How to demonstrate the effectiveness of an algorithm?

45 Views Asked by At

I've written an algorithm to solve the following problem:

Goal:

We're given an $m\times n$ matrix of random values picked from a Gaussian distribution with $\mu = 0$ and a known value for $\sigma$.

Iterate simultaneously through all $n$ columns of the matrix until you encounter the first value greater than or equal to some threshold value $t$. Continue iterating in the remaining $n-1$ columns until you've found a second value exceeding threshold $t$ OR you reach some maximum number of rows $r_{max}$ from the first found value.

If you find a second value, continue iterating in the remaining $n-2$ columns until you find a third value exceeding that threshold value $t$ OR you reach the maximum number of rows $r_{max}$ from the first found value. If you don't, continue iterating from this point until you again find some value exceeding threshold $t$, and repeat this process.
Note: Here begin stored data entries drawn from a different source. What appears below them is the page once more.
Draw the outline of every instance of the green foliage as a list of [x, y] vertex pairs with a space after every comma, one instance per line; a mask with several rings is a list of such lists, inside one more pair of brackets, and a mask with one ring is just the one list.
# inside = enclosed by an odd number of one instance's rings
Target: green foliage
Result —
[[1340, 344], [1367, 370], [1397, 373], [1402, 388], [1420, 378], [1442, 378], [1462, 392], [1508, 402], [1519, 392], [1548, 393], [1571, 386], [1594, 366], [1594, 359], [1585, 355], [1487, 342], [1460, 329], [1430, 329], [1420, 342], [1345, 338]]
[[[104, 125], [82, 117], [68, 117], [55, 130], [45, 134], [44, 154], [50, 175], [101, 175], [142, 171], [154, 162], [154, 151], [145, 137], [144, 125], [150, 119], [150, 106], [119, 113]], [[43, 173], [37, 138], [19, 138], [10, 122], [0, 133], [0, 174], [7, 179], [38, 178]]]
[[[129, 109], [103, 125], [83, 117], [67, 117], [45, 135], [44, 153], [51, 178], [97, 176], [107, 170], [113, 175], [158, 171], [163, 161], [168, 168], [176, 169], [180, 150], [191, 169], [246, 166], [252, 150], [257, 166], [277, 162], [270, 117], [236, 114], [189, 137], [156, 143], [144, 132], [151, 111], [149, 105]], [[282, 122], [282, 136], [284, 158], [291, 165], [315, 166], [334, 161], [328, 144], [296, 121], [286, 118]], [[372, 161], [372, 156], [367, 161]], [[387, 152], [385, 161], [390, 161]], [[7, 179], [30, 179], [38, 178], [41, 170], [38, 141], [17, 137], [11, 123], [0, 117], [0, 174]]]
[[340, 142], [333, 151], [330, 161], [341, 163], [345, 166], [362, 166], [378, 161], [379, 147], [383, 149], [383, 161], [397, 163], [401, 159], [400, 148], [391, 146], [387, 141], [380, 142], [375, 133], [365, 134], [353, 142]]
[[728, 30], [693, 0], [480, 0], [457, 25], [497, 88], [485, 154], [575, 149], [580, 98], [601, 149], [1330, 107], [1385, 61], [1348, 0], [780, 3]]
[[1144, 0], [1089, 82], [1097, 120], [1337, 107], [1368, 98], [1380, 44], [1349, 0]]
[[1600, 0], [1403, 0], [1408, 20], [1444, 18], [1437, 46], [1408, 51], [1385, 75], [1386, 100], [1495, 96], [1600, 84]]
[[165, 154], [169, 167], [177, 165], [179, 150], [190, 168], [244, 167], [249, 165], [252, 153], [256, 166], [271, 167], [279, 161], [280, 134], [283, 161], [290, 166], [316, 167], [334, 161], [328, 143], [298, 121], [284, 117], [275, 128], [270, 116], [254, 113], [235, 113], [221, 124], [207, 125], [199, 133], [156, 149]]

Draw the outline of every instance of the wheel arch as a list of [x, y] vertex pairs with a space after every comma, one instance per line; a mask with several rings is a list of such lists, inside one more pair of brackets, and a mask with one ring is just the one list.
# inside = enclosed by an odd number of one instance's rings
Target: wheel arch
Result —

If you find a third value, add one to a counter. If you don't find a third value, start over with the new first value picked to be the second found value.

Note that one row can contribute more than one value. So, if the first row has three values exceeding the threshold, we add one to the counter and continue iterating from there until we again find a value exceeding threshold $t$, and we repeat the process. Or, the first row might contribute $2$ values, and the second row $1$. Or one row might contribute $8$ values. That still counts. Each value has to be contributed by a unique column, however.

My Problem:

I've written an algorithm for this (which can be found here, if it should prove useful in answering my question). My problem is, I now need to verify that it works as expected.
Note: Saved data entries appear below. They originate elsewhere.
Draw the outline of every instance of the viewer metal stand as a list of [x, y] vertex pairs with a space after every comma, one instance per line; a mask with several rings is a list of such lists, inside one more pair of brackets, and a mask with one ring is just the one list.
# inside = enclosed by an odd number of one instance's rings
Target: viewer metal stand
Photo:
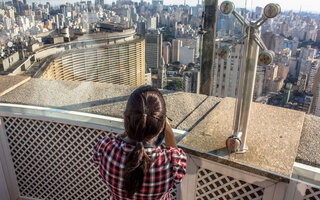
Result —
[[[244, 35], [235, 40], [229, 46], [218, 49], [218, 56], [226, 59], [230, 56], [231, 48], [244, 42], [242, 66], [238, 86], [238, 98], [234, 118], [233, 135], [226, 141], [227, 149], [235, 153], [248, 151], [246, 144], [247, 128], [250, 117], [250, 108], [254, 92], [258, 60], [262, 65], [269, 65], [273, 62], [274, 53], [269, 51], [260, 38], [260, 27], [268, 19], [276, 17], [281, 12], [278, 4], [270, 3], [264, 8], [264, 16], [256, 22], [248, 22], [237, 11], [230, 1], [224, 1], [220, 5], [220, 11], [229, 15], [232, 14], [244, 27]], [[259, 47], [263, 50], [259, 54]]]

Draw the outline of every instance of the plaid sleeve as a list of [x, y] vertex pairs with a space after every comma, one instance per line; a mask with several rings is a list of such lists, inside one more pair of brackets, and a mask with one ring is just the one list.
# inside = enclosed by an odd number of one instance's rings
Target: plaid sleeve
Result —
[[172, 166], [174, 175], [173, 181], [175, 184], [178, 184], [186, 174], [187, 168], [187, 156], [182, 149], [175, 148], [172, 151]]
[[98, 141], [98, 143], [93, 147], [93, 162], [96, 165], [100, 164], [101, 157], [103, 155], [104, 149], [109, 145], [112, 138], [106, 136]]

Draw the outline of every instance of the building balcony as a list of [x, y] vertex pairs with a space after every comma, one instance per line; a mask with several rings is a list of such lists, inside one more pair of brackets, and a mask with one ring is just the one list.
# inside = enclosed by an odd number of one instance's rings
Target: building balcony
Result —
[[[0, 77], [0, 199], [108, 199], [93, 145], [123, 131], [135, 87]], [[245, 154], [225, 148], [235, 99], [163, 91], [187, 175], [174, 199], [320, 199], [320, 118], [253, 103]]]

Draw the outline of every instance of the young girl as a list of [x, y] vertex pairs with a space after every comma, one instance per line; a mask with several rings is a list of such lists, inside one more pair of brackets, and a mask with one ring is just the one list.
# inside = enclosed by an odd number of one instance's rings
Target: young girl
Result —
[[136, 89], [124, 125], [123, 136], [107, 136], [93, 150], [110, 199], [171, 199], [170, 190], [186, 173], [186, 155], [176, 145], [162, 94], [150, 86]]

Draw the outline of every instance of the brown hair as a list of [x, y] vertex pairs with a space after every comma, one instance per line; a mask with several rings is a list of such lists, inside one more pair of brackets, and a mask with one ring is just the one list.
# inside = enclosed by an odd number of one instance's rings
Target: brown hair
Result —
[[162, 94], [151, 86], [139, 87], [130, 95], [124, 115], [125, 131], [136, 141], [135, 148], [127, 155], [123, 177], [130, 198], [141, 189], [151, 164], [143, 143], [157, 136], [165, 122], [166, 105]]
Normally, I'd test something like this by producing a small test case, hand-counting the instances, and comparing that to the algorithm's results. With this, however, in order to produce a test case large enough to be useful, there need be so many values that it is impractical to hand-count.

I've tried feeding the algorithm a matrix with some strawman values for $t$ and $r_{max}$, and comparing the count it produces to a count of total the number of values in the matrix exceeding the $t$. The count seemed reasonable to me, but I can't be sure and it isn't sufficient to go off a 'hunch'.


Is there an effective way to test this algorithm? Perhaps the fact that the values are picked from a Gaussian may allow for such a test (I know a lot mpressive things can be done with statistics)? I know programs can be proved using tools like Coq, but my knowledge of that sort of thing is entirely superficial and I'm not sure where I'd begin (and, in any case, that might be overdoing it?).